As illustrated in FIG. 1, the optical sensor device 80 is positioned such that the plane of the three linear sensor arrays 82, 84, 86 is coincident with the nominal image plane PP of lens assembly 14. However, due to chromatic aberration of the lens there is not in actuality a single image plane PP because of the fact that the focused color component images 62, 64, 66 do not all lie within a single plane. As previously indicated, color component images 62 and 66 do lie approximately within the same plane but color component image 64 does not lie within this plane. In a typical embodiment using a lens assembly with a magnification ratio of -0.165 image 64 may be spaced a distance of 70-95 microns from the plane of images 62 and 66. In such a situation approximate focus of each component image is obtained by positioning the sensor plane of the sensor device 80 at nominal image plane PP which is approximately halfway between the position of image 64 and images 62 and 66. Accordingly, a slight blurring of each of the images 62, 64, 66 occurs because of the fact that plane PP is not coincident with any of the positions of focused images 62, 64, 66.

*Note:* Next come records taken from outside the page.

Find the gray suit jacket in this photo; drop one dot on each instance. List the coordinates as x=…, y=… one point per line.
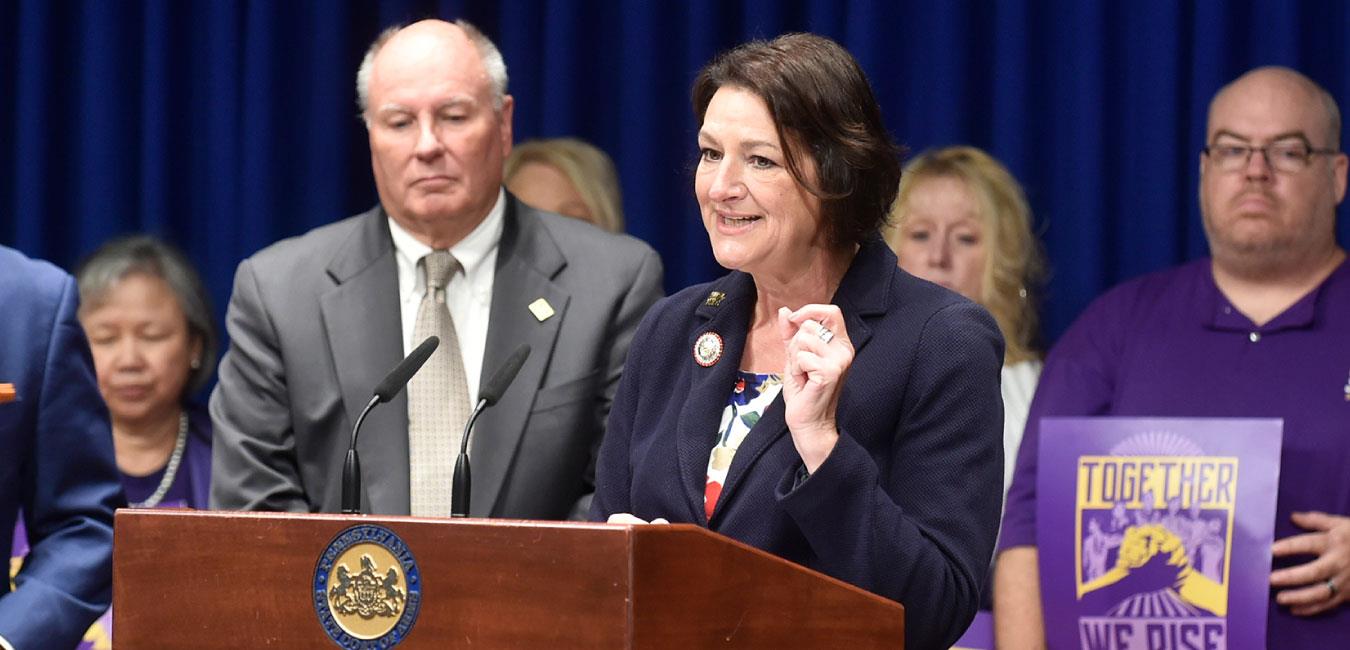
x=315, y=325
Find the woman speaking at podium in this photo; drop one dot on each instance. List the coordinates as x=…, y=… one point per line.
x=817, y=402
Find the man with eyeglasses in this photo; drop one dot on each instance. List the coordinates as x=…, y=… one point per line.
x=1261, y=329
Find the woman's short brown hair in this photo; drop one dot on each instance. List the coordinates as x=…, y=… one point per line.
x=821, y=102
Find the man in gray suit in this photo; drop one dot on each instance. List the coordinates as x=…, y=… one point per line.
x=316, y=322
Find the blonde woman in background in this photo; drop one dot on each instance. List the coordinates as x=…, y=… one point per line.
x=570, y=177
x=961, y=220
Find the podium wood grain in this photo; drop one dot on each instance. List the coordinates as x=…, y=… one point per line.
x=186, y=579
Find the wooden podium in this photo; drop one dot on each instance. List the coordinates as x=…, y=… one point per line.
x=189, y=579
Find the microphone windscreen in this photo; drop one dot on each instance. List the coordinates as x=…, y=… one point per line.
x=398, y=377
x=497, y=384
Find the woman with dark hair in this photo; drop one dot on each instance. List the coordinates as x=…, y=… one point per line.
x=817, y=402
x=153, y=338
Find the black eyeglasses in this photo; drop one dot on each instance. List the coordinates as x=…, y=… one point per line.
x=1289, y=156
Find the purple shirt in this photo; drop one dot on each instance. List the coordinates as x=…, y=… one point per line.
x=192, y=484
x=1172, y=345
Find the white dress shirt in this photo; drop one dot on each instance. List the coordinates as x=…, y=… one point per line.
x=469, y=295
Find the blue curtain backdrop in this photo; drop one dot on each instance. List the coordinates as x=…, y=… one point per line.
x=224, y=126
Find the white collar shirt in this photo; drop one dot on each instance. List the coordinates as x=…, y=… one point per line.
x=469, y=295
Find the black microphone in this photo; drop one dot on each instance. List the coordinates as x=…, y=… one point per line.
x=488, y=395
x=386, y=391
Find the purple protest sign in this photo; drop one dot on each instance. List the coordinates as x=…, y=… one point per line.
x=1156, y=533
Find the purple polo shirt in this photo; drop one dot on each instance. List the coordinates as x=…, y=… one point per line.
x=1171, y=345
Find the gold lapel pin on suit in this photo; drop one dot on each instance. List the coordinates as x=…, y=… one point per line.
x=542, y=310
x=708, y=349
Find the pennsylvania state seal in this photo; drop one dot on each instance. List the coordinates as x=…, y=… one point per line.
x=367, y=588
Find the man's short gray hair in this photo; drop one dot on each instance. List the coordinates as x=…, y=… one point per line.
x=488, y=52
x=119, y=258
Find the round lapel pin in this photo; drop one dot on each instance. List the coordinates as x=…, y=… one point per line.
x=708, y=349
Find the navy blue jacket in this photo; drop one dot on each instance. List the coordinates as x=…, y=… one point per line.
x=56, y=461
x=907, y=503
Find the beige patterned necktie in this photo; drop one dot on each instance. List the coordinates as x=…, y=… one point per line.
x=438, y=395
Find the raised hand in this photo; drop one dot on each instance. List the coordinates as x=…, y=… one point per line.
x=818, y=354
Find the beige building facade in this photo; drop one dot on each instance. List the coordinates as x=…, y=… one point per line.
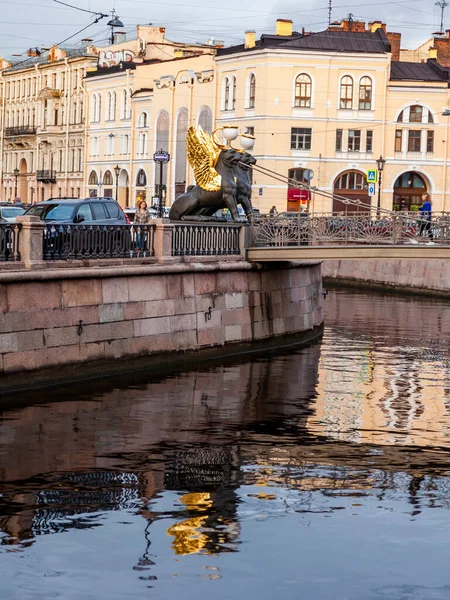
x=334, y=102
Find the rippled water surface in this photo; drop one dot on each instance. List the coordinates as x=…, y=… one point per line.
x=321, y=473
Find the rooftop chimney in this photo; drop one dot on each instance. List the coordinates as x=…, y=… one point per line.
x=284, y=27
x=250, y=39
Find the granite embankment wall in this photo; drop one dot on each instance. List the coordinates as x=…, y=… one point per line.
x=51, y=319
x=431, y=277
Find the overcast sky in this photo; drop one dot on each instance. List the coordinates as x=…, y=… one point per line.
x=26, y=24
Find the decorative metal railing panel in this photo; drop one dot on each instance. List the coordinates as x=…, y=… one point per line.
x=9, y=241
x=206, y=240
x=75, y=242
x=356, y=228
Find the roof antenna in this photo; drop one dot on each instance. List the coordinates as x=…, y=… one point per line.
x=442, y=5
x=350, y=20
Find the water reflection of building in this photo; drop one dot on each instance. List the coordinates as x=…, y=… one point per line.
x=390, y=393
x=118, y=448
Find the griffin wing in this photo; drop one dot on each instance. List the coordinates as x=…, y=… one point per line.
x=202, y=154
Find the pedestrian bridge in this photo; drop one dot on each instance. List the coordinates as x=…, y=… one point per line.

Currently, achromatic doublets and other complex lens designs are used to minimize the effect of chromatic aberration. These systems are able to obtain simultaneous focus at two design wavelengths, however, for a continuous spectrum it is still not possible to simultaneously focus three color component beams on the same image plane. Achromatic doublet lenses are also expensive to produce.
Another method used to overcome the focus error problem described above is to design an optical system which utilizes curved reflectors or mirrors rather than lenses. However such a solution is quite expensive and limits the amount of imaging light which is directed onto an optical sensor due to central obscurations in the curved reflectors.
Another method for correcting for lens chromatic aberration is to employ a compound beam splitter having glass plates of different thicknesses to vary the path length of a particular component beam as described in U.S. Pat. No. 5,040,872 of Steinle which is hereby incorporated by reference for all that it discloses. However, a problem with this technique has been that the focused component beams have different magnifications on the image plane leading to color registration error in the resulting data signal.
It would be generally desirable to provide an optical system which overcomes the above discussed problems of color component focus accuracy and which is nevertheless relatively inexpensive to produce, which produces excellent image resolution, and which minimizes the number of lenses needed in the associated lens assembly.